Eight months ago, (I’ll call him Steve) and I began seeing each other. We weren’t together the whole time, but mostly we were together.
I knew that I loved him after being together a month. I guess I should have suspected something when we weren’t open about our relationship to anyone we knew. I ran a support group when we first started going out and used my then-current health problems as an excuse to not go so I could spend my weekends with him.
After about a month and a half, the day after his birthday, he tells me that he’s not ready for a relationship and would like to be friends with benefits. I really wasn’t ok with this, but I said fine mostly because it was the best sex I’ve ever had.
Almost one month to the day, he tells me that he would like to start dating someone else. I was crushed. I felt that we had gotten back to that place we were a couple of months ago. Had I made it all up in my head? We had spent almost everyday together and were on the phone talking/texting all the time.
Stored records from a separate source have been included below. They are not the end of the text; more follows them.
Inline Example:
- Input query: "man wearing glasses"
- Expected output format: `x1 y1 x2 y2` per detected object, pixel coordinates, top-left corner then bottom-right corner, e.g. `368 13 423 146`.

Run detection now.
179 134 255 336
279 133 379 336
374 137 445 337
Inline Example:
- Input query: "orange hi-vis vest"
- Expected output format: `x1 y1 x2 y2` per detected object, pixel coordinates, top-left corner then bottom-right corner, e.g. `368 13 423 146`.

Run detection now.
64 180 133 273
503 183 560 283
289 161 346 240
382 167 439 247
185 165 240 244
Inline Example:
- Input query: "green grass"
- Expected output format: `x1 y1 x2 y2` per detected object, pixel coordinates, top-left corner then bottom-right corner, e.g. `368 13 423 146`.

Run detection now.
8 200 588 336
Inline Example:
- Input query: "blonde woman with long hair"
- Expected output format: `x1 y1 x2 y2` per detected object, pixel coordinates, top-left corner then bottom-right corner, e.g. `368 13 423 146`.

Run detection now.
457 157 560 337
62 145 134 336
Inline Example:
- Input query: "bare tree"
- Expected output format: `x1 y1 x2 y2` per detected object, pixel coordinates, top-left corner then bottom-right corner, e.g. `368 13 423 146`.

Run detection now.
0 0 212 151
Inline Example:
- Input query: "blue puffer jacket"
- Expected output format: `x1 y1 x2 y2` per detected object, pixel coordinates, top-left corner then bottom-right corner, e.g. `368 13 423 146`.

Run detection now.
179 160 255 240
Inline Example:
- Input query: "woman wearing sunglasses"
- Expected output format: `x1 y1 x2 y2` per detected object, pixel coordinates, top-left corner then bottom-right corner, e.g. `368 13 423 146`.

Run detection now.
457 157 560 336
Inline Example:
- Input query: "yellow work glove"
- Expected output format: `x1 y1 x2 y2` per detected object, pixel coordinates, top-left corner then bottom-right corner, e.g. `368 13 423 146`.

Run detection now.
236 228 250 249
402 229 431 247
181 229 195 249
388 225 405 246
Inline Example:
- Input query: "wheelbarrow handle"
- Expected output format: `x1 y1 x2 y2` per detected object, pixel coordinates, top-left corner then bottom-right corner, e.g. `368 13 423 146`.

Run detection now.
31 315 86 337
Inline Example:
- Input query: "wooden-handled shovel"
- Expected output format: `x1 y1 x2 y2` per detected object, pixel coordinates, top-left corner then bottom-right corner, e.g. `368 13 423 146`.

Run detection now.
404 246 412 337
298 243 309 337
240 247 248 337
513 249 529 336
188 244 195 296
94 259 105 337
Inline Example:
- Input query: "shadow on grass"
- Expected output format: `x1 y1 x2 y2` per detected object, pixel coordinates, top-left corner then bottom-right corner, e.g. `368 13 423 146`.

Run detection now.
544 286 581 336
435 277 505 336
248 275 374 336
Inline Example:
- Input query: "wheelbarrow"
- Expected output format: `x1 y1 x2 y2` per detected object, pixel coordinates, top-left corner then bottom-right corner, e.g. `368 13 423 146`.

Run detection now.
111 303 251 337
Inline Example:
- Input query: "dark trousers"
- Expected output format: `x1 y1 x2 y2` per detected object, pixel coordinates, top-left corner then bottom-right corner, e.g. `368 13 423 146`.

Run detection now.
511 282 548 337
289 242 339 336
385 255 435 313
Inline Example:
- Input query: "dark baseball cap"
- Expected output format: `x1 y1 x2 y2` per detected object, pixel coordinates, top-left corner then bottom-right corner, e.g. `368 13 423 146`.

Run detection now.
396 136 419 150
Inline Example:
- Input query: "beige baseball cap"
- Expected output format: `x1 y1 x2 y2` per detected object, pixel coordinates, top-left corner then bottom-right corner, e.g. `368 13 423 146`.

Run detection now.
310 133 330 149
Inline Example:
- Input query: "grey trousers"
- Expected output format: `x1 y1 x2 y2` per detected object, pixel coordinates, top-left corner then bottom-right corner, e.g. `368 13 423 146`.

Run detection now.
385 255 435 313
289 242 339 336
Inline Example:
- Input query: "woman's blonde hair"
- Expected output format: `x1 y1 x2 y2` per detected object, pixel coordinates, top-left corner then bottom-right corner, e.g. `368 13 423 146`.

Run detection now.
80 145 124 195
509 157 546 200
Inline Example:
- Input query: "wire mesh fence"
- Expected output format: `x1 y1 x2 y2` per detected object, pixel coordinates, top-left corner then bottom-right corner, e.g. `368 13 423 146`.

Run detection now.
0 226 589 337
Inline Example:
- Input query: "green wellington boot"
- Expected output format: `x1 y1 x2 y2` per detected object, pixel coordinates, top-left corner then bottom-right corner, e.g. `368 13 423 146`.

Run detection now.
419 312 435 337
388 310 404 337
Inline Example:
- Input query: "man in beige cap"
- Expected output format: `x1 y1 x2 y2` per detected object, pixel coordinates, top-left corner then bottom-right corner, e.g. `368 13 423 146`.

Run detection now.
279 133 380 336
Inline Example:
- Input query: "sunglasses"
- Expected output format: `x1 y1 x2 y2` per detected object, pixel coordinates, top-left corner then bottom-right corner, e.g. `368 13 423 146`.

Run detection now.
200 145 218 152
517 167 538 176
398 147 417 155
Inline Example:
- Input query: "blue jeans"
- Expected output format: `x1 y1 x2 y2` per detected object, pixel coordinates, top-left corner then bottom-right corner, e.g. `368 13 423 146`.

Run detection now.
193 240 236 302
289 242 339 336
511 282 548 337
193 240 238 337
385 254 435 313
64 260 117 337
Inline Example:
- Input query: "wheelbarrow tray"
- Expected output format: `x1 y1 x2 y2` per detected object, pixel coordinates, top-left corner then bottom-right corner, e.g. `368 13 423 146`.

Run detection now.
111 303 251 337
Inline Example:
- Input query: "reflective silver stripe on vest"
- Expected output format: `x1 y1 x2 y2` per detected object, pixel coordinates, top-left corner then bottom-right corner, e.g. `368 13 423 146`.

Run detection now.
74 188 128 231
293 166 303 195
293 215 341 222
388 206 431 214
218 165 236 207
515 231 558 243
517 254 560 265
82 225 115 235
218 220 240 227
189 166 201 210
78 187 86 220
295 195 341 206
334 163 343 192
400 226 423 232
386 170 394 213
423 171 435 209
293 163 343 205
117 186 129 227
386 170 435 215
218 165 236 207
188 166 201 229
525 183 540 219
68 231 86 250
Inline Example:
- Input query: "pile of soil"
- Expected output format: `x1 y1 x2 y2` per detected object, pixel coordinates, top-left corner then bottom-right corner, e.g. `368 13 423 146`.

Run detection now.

The conversations we would have sometimes were even better than the sex.
So he began dating someone else and I tried my best to be a good friend to him. I never had the “why” conversation as to why our relationship ended. I never asked him why he told me he had too many issues to work out to be in a relationship with me and yet he could attempt a relationship with someone else. I never talked about my pain with anyone except my therapist. Worst of all, I never said anything when he was holding that someone else’s hand at my birthday party.
The end of that first month he was dating someone else, we had sex. I felt awful that I had been the “other woman” for the second time. During that month we weren’t friends with benefits, we still saw each other a lot and were on the phone constantly. The only aspect of our relationship that changed for that short time was that we weren’t having sex.
Steve didn’t officially breakup with his someone else until the middle of the next month just after I had my gallbladder surgery. From then on until the holidays were over (November and December), we had gone back to dating without telling anyone. Toward the end of December, he looked at me as I was making dinner and said, “It feels like we’re dating, doesn’t it?” I said yes, but I was taken aback because I thought we had already established that.
In the beginning of January, he came right out and asked me to be his girlfriend. I wanted to shout from the rooftop that we were together! Finally, we began telling our friends that we were dating. One day he looked me in the eye and asked me to move in with him. Not too long after that he asked me to move back East with him.
We were at the point where we were almost living together in his small apartment and then it happened. On the first of February, he dumped me in the car while we were going to buy plastic to cover this apartment windows. He started by saying that he thought we were moving too fast which then turned into him having issues to work on. Even though I knew all about him having issues, I wanted it to work out anyway. Soon the issues were so great that he couldn’t be with anyone. As he was crying, telling me that he didn’t mean to hurt me, I was parking the car at the store. I couldn’t believe that he was doing this to me again. I also couldn’t believe that I had been dumped giving my boyfriend a ride to the store so that he wouldn’t freeze to death.
The next day I just cried. I couldn’t be mad at him for hurting me because I was too mad at myself for letting it happen yet again.
The few days that followed, I was finally mad at him and not at myself any longer. Those happened to be days when I had to see him. I hated how angry I felt and how I couldn’t stand the sight of him.
On the third day of being angry, I couldn’t stand it anymore and finally made him tell me why he had broken up with me. I felt as though my heart had been shot out of my chest with a 12-gauge shotgun when he told me why. The man that I loved with every fiber of my being, the man who told me he loved me and asked my to move with him, told me that he loved me but that he wasn’t attracted to me. I suspected that there was more, but I was too stunned to ask what the more was.
Since that day, we’ve had sex a couple of times, but I suspect that he’s already seeing someone else. I ask myself why I put up with this, and I know what it is. I love him. I know that for now I’m fooling myself into believing that it will work out as an attempt to cope. I’ve seen him just about everyday since we had that conversation and I find that I get so flustered that I feel I have to tell him that he’s an asshole at least once when I see him. I hear myself tell him that he’s an asshole, but I can’t stop myself.
What will happen next, I don’t know. I feel deep within that I won’t take this forever, but finding the courage to emotionally separate myself from him has been really hard.